Water turns brackish as project advances
Dirt piles to be removed after two weeks
Marion residents have been finding brown water and sometimes foul-smelling water coming out of their pipes amid efforts to replace city lines in their neighborhoods.
Large mounds of dirt piled up in bunkers have made streets look like war zones in areas where lines are being worked on.
Darin Neufeld, engineer with EBH, engineering, which is supervising the project, apologized for the mess and inconvenience.
“I know it’s unsightly during work, but there is no doubt it is the only way to get a new water system installed,” he said.

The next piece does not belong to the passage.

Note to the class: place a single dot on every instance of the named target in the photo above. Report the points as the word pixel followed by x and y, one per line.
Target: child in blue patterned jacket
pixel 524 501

Kari Newell, who lives in the 200 block of Tanglewood said water she found Monday in her bathtub looked like beer or urine.
“It’s been on and off for a few years,” she said. “Then, as soon as they started the water project, it seemed to get much worse. It smells like a sewer. We call in for a line flush and — nothing.”
Other residents said nasty smelling water had ruined clothes and towels. Some said they had to clean constantly to keep fixtures from turning brown.
Neufeld advises residents who see discoloration to flush their house.
“We get that rusty color because that’s the stuff in the old water mains, which is why there is a water-line project,” he said. “Anything you can do to run water — that’s the only way to clear it up.”
The project will replace service lines up to each residents’ meter. In many cases older lines that run into homes and will not be replaced are in bad shape.
Homeowners curious about their water line may check with the city because workers are taking an inventory of water lines.
“We can tell you what type of line you have and whether or not it should be replaced by a plumber,” Neufeld said.
The mounds of earth need to be left for two weeks to let dirt settle, he said.
Sites then will be graded and reseeded.
“We need to leave it there,” he said. “If we scrape it bare right now, within weeks the dirt will settle, and we will have to haul dirt right back in.”